Sois prudent, me dit mon genou, n’abuse pas des kilomètres, sinon je n’irai plus faire de jogging avec toi. Ne soulève pas de poids trop lourds, me raconte mon coude, je te rappelle que tu m’as déjà blessé, l’année dernière, en tombant à la renverse et en me frappant contre le coin de la moulure.

– Oui, oui vous deux, du calme, je ne vous oublie pas. D’ailleurs, je ne vois pas comment je pourrais, puisque que vous me rappelez régulièrement à l’ordre.
Le corps guérit, mais il n’oublie pas.
En 2008, lors de ma dernière randonnée sur le Chemin de Compostelle, je me suis blessé à un genou. J’avais bêtement frappé avec ma botte une roche qui saillait sur le chemin. Une petite douleur est alors apparue et elle a persisté, puis s’est amplifiée progressivement. Il ne nous restait que 100 kilomètres à parcourir, je n’allais tout de même pas arrêter et d’ailleurs, une fois mon genou bien réchauffé, ça n’allait pas si mal. Et puis il y a également eu cette gentille dame, qui parcourait le chemin avec nous et qui me voyait sautiller un peu à chaque pas. Elle m’avait offert des anti-douleurs (attention, ils sont forts, m’a-t-elle dit). J’ai donc pu parcourir un autre 75 kilomètres sans trop souffrir. Le matin du dernier jour, alors qu’on était à peine à 25 kilomètres de Saint-Jacques-de-Compostelle, mon genou a refusé de suivre. Même réchauffé, même avec les anti-douleurs, lui, avait décidé que c’était assez. Parfois la volonté ne suffit pas, il faut aussi écouter son corps. Nous avons donc fait les derniers 20 kilomètres en taxi. C’est dommage, parce que l’arrivée au pied de la cathédrale après cette longue randonnée est une expérience inoubliable, c’est l’aboutissement d’un projet, le couronnement de l’aventure.

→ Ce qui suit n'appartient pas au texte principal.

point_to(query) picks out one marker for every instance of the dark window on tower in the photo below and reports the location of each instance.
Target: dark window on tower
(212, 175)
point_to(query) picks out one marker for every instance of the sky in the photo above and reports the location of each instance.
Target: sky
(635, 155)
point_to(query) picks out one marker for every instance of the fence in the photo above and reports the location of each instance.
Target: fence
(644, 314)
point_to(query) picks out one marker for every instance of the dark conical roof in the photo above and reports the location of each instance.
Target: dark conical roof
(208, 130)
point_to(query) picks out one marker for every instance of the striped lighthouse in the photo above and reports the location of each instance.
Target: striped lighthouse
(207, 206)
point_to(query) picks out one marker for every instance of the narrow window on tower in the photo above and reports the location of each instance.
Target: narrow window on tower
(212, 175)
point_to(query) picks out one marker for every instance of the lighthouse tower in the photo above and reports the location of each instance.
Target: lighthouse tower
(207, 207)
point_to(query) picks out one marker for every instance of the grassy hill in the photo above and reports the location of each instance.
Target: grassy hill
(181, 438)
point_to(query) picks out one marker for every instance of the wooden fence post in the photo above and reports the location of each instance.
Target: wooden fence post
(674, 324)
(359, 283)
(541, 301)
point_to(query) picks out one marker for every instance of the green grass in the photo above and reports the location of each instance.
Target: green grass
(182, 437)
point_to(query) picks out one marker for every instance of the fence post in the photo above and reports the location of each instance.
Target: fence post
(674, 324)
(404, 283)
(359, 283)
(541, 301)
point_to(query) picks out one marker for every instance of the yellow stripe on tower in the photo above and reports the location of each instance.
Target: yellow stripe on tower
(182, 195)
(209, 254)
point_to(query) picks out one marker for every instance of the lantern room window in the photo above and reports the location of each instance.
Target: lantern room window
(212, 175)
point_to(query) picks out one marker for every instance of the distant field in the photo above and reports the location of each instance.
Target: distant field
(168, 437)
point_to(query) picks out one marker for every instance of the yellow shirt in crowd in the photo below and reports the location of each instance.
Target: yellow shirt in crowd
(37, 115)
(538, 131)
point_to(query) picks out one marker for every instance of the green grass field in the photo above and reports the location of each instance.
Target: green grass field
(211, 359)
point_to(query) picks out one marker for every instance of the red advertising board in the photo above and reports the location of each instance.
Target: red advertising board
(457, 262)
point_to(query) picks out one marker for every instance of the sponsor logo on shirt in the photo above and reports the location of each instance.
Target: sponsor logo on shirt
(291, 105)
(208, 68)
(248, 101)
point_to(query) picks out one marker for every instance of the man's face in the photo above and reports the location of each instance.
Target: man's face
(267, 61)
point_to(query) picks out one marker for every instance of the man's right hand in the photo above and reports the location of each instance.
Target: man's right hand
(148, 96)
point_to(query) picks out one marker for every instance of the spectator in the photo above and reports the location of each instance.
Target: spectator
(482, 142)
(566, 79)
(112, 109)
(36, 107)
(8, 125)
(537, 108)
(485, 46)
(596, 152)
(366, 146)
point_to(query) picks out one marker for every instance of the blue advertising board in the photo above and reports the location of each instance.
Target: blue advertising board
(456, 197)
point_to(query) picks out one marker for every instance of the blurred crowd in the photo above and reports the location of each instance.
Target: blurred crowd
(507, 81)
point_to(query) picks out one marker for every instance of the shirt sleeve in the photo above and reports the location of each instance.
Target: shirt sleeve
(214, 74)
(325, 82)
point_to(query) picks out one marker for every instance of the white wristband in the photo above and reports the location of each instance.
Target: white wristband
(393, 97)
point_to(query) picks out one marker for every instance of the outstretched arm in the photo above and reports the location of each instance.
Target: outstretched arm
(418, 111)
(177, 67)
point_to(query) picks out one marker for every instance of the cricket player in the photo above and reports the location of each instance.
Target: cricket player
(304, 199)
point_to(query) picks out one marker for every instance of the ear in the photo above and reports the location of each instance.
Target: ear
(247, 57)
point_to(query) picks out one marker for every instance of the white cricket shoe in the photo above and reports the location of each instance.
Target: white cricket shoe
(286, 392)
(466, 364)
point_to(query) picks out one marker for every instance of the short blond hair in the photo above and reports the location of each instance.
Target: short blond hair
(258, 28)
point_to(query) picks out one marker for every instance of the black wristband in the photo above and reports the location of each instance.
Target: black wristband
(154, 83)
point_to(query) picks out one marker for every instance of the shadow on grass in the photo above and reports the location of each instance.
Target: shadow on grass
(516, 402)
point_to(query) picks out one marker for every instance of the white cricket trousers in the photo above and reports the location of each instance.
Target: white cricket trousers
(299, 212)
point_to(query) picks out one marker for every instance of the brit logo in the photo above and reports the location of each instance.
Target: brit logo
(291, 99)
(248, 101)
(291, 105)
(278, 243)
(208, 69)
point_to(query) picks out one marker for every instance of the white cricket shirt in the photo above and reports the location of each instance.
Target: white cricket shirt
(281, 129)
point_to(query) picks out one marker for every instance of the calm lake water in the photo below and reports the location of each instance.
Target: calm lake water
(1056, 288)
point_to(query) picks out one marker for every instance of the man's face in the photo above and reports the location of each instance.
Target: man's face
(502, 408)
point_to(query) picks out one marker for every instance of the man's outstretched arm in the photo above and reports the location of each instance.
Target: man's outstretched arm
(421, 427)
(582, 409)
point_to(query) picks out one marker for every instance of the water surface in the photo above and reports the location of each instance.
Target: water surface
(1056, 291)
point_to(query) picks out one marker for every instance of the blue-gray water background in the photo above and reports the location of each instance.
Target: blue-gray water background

Depuis, si je marche plus d’une dizaine de kilomètres, quelques jours d’affilé, mon genou me signale que j’en fais trop. Idem, si je me laisse entraîner par le plaisir et que j’étire un peu trop le parcours de jogging. Ça ne me limite pas spécialement dans mes activités, disons que ça me limite dans les abus et on le sait, ce sont eux qui sont à l’origine de beaucoup sinon de la plupart de problèmes de santé. Une fois un certain seuil atteint, il en restera des séquelles avec lesquelles on devra composer pour le reste du chemin.
En même temps, vivre trop prudemment, ce n’est pas vivre au sens où je l’entends. L’important n’est pas forcément d’être là très très longtemps, mais d’avoir plutôt fait bon usage du temps qu’on a reçu.